1_{Complexe de diagnostic et d’épidémiosurveillance vétérinaires du Québec (CDEVQ);} 3_Swine

and poultry infectious diseases research center (CRIPA) and 4_{Service de diagnostic (SD), Faculté}

de médecine vétérinaire (FMV), Université de Montréal (UdeM); 3200 rue Sicotte, Saint-Hyacinthe, Québec, Canada, J2S 2M2. 2_{Bureau vétérinaire Martin Choinière DMV Inc., 2694}

chemin Bellerive, Carignan, Québec, Canada, J3L 4J9.

*Address all correspondence to Dr. Fanny Dessureault; e-mail: Fanny.dessureault@mapaq.gouv.qc.ca

Source of support: This work was funded by Ministère de l’Agriculture, des Pêcheries et de l’Alimentation du Québec (MAPAQ) and FMVof UdeM. CAG was financially supported by a Natural Sciences and Engineering Research Council of Canada (NSERC) discovery grants.

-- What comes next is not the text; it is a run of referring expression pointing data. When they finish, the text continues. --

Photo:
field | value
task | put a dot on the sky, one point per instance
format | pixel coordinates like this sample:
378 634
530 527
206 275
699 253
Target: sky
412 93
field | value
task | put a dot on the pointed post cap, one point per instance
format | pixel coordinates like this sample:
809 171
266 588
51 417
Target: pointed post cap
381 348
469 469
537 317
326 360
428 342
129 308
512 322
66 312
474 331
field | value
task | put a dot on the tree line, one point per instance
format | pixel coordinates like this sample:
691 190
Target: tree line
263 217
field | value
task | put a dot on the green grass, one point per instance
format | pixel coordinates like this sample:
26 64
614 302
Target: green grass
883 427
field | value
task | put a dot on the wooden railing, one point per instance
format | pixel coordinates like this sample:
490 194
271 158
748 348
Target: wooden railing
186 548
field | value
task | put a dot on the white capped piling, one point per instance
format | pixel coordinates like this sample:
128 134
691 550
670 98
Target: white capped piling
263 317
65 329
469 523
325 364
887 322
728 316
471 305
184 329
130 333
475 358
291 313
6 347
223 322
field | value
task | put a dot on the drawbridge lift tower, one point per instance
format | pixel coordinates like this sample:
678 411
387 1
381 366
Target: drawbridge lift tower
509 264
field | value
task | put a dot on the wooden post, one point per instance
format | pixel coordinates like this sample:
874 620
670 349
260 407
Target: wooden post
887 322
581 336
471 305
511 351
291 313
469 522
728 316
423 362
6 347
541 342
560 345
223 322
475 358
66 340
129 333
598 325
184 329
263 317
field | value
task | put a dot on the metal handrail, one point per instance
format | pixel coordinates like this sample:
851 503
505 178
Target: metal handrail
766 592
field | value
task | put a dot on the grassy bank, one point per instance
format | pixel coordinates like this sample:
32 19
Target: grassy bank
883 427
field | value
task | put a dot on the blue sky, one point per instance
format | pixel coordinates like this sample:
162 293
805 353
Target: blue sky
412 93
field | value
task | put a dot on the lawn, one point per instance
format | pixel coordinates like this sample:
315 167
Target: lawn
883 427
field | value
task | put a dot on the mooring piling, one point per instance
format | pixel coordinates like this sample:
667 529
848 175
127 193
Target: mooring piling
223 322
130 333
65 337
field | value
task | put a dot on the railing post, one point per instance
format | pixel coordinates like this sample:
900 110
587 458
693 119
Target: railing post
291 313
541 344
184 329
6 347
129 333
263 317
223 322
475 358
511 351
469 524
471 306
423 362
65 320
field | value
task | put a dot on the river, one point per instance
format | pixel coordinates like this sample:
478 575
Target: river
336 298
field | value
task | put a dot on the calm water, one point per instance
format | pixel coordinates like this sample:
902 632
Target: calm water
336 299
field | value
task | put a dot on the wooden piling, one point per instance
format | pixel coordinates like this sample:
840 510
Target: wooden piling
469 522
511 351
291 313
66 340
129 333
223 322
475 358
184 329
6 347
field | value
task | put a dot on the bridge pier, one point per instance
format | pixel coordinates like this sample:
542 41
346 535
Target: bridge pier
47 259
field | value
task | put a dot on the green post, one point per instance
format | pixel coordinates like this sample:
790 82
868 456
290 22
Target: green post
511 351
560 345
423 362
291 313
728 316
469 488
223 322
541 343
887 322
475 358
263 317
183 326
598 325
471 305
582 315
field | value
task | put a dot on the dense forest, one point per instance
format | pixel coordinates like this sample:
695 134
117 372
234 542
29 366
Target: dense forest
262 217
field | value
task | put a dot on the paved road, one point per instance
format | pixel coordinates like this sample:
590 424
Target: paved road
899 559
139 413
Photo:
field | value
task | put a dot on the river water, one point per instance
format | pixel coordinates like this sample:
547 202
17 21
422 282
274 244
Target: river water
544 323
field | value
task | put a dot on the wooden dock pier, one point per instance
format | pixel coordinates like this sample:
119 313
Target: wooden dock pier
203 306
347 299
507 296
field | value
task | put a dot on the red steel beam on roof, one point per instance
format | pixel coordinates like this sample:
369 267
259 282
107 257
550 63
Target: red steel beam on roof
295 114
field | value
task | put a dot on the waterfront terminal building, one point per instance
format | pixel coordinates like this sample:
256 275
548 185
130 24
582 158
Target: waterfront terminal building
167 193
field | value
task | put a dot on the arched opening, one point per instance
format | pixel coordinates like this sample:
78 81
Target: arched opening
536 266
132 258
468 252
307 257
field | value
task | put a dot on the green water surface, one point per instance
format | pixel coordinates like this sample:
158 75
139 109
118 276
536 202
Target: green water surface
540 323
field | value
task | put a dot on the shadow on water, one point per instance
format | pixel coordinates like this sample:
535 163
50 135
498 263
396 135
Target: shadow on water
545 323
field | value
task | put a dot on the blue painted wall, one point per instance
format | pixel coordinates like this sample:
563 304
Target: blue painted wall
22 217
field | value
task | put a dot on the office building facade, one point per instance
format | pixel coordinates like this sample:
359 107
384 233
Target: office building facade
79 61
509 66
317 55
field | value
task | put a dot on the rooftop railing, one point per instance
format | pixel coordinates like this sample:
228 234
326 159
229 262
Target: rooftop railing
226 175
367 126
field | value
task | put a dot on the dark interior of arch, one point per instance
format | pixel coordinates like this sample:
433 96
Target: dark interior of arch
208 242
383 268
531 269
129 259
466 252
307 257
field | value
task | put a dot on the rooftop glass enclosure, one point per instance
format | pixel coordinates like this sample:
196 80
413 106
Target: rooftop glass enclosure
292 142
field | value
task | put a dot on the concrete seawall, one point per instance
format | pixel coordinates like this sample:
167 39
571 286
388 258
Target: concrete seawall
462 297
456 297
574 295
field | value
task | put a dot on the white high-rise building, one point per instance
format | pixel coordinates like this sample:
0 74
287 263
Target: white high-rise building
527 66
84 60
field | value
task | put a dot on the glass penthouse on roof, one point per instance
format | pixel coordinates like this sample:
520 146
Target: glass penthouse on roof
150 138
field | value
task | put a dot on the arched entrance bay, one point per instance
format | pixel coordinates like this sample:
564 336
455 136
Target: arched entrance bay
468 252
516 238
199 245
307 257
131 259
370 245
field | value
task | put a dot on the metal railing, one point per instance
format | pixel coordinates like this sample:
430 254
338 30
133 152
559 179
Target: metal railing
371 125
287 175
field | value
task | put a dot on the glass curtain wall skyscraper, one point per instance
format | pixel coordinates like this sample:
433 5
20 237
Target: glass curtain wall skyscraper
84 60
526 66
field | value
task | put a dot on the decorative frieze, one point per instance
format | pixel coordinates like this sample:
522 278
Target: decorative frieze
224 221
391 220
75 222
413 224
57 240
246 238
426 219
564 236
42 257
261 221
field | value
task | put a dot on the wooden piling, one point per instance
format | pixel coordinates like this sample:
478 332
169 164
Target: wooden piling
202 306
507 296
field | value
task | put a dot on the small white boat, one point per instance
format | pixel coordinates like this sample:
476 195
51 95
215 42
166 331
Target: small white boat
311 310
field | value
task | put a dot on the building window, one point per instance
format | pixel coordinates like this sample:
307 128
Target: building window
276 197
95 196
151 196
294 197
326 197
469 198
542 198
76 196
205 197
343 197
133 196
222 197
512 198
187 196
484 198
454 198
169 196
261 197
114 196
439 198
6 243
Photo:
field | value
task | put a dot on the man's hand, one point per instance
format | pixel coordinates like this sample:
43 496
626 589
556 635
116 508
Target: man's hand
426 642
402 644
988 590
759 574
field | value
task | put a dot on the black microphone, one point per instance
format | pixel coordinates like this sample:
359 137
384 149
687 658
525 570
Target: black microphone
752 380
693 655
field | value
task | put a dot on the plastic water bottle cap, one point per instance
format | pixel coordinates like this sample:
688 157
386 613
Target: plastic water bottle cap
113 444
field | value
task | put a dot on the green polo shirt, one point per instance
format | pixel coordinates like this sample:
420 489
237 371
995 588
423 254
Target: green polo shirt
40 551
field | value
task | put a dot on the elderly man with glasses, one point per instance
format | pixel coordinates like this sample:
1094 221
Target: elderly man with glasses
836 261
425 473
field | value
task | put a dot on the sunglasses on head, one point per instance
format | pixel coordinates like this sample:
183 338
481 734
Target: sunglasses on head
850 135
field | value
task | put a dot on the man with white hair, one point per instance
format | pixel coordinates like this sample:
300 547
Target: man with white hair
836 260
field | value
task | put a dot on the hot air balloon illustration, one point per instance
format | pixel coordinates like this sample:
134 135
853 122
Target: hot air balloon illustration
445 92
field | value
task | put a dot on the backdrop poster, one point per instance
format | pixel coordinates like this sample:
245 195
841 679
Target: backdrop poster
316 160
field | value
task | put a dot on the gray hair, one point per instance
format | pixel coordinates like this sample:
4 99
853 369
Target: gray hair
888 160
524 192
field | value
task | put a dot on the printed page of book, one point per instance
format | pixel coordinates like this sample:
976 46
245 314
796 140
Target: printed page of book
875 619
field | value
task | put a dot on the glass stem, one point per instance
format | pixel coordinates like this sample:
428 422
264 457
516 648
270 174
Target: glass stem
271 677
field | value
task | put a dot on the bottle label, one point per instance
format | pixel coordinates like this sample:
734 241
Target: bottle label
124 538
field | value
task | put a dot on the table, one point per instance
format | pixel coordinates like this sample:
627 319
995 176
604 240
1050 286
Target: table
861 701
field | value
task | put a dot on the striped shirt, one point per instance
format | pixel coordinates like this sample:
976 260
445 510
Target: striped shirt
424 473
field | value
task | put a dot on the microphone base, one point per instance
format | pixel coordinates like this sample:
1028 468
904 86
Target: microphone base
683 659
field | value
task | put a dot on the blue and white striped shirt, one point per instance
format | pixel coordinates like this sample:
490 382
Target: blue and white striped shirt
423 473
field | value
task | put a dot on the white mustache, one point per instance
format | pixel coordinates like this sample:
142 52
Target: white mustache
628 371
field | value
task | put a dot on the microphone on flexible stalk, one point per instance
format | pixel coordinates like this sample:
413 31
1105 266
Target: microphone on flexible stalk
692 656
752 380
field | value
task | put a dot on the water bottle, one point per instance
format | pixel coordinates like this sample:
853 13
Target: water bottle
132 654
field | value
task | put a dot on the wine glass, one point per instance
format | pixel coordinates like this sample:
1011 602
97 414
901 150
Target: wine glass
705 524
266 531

Abstract – Two 2-year-old nursing piglets with congenital tremor were submitted for

postmortem examination. Histopathology revealed severe hypomyelination in the spinal cord and quantitative real-time PCR detected the presence of atypical porcine pestivirus (APPV) in several tissues. This is the first reported case of APPV infection in Canada.

Résumé – Premier cas rapporté du nouveau pestivirus atypique porcin au Canada chez des porcelets avec tremblements congénitaux. Deux porcelets à la mamelle âgés de deux jours et présentant des tremblements congénitaux ont été soumis pour examen post-mortem.

L’histopathologie a révélé une hypomyélinisation sévère dans la moelle épinière et des analyses PCR en temps réel ont détecté la présence du pestivirus atypique porcin (APPV) dans plusieurs tissus. Il s’agit apparemment du premier cas signalé d’infection par le virus APPV au Canada.

(Introduction)

Syndrome of congenital tremor (CT), also referred to as dancing pigs (1), shivers (2) or myoclonia congenita (3, 4), is a well-recognized, usually sporadic but common phenomenon described in neonatal piglets (5, 6). The condition, first described in the United States by Kinsley (1922), is characterized by local or systemic muscle spasms appearing within hours of birth, ranging from mild tremors of the ears, flank and hind leg, to severe systemic tremors resulting in difficulties to stand and walk (5). The rhythmic tremors worsen with excitement but cease with sleep (6) and increased morbidity and mortality may result from difficulties or an inability to nurse.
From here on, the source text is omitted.